Today's Virtualization Security Tools: One Hidden Risk

Vrtualization security tools add a level of protection but require what you might call a necessary evil: the ability to sniff all traffic on the vSwitches to which they are connected.

By Edward L. Haletky
Mon, May 19, 2008

CIO

As with any server, security is a key issue for servers supporting hypervisors and a variety of virtual servers. Unlike tools for securing physical servers, however, tools for virtual security are still developing.

There are three major tools available to implement some form of virtual security (VirtSec) for VMware installations specifically: vmSight's suite offers policy enforcement, monitoring and reporting; Bluelane's VirtualShield blocks code that exploits known security and OS flaws; and Catbird's V-Security—billed as an all-in-one solution for hypervisors, VMs and VM-sprawl management. VMware has also promised to provide additional security in the form of its VMsafe products which are, unfortunately, not yet available. Do these tools provide increased security?

vmSight is not a security protection tool, but a compliancy auditing tool. It provides insight into whether or not virtual machines are being accessed and used according to the compliancy model configured within the tool. With the increasingly complex compliancy requirements of Sarbanes-Oxley, the Health Insurance Portability and Accountability Act (HIPAA), the credit-card companies' Payment Card Industry Data Security Standard, and the Gramm-Leach-Bliley Act, vmSight is a welcome tool to the field.

Bluelane's VirtualShield provides a firewall-like device that sits between two virtual switches in order to monitor all and correct, if necessary, any traffic destined for the protected VMs.

Catbird's V-Security provides virtual intrusion detection and prevention system (IDS/IPS) as well as the network access control, and a vulnerability assessment tool for the physical or virtual machines. It does this by using an IDS/IPS system and an agent that run's within the physical or virtual machine to be protected.

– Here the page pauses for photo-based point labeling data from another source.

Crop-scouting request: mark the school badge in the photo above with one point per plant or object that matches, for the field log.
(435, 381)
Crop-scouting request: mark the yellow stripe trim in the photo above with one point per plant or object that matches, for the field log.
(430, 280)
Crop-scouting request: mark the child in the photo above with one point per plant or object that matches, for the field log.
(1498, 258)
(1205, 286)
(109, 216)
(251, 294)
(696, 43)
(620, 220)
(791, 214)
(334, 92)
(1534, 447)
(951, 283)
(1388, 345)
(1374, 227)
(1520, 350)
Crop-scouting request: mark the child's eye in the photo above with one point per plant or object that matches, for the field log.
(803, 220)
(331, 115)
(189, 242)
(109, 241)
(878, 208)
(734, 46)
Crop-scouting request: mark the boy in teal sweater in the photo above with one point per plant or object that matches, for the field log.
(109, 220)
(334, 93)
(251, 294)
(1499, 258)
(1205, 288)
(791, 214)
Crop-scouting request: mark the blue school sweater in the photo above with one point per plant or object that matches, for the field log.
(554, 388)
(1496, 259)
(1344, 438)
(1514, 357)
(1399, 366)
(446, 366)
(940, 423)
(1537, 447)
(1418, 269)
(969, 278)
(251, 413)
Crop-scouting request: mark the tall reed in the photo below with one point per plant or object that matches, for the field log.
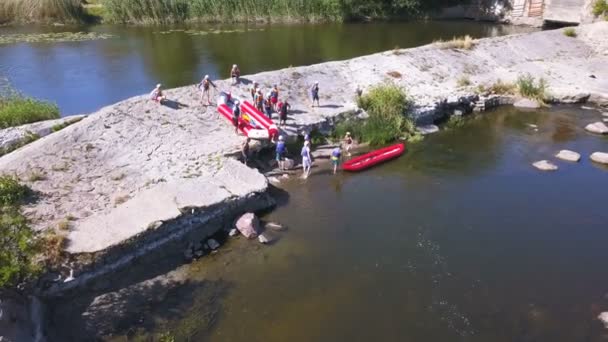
(41, 11)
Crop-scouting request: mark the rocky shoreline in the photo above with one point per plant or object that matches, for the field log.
(136, 176)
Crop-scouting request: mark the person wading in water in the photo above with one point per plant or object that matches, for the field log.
(205, 86)
(314, 93)
(235, 74)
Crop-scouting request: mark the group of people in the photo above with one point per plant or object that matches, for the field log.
(267, 104)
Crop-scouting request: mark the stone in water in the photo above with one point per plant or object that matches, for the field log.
(568, 155)
(545, 165)
(600, 157)
(597, 128)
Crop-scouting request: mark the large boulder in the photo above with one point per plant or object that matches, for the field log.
(600, 157)
(527, 103)
(597, 128)
(248, 225)
(568, 155)
(545, 165)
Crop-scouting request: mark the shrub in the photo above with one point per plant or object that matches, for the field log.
(570, 32)
(386, 106)
(600, 8)
(19, 248)
(461, 43)
(528, 87)
(11, 192)
(17, 109)
(463, 81)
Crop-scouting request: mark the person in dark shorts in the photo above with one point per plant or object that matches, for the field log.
(245, 150)
(314, 93)
(236, 114)
(283, 108)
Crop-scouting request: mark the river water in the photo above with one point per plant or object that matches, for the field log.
(82, 77)
(460, 239)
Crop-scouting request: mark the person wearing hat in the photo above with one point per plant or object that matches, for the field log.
(336, 155)
(205, 86)
(157, 94)
(253, 90)
(283, 107)
(314, 93)
(235, 73)
(281, 151)
(259, 100)
(306, 159)
(348, 141)
(274, 97)
(236, 114)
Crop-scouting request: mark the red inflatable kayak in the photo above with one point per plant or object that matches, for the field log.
(251, 122)
(374, 158)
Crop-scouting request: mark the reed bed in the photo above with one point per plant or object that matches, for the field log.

Yet all these tools require a necessary evil in order to provide this protection — the ability to sniff all traffic on the vSwitches to which they are connected.

In order to do this, the basic security stance of a VMware ESX host must be altered by allowing portgroups with no VLAN ID to make connections using Ethernet adapters in promiscuous mode. That feature is normally disabled as a security measure.

Unlike a physical switch, which can lock down this type of behavior port-by-port, enabling that function for one port does so for others as well. Bluelane alternatively opens up a secondary vSwitch which limits vMotion capability and provides yet another place to put VMs which can bypass VirtualShield's protection.

Unfortunately, there is nothing currently within VMware Virtual Infrastructure 3 that prevents another VM from being placed on the now unprotected portgroup or vSwitch either accidentally or purposely.

That would leave a VM exposed to disgruntled users or hackers, who could then sniff all the traffic on the vSwitch and this could and will lead to further attacks against the virtual network, virtual, and physical machines attached to the vSwitch and perhaps the network.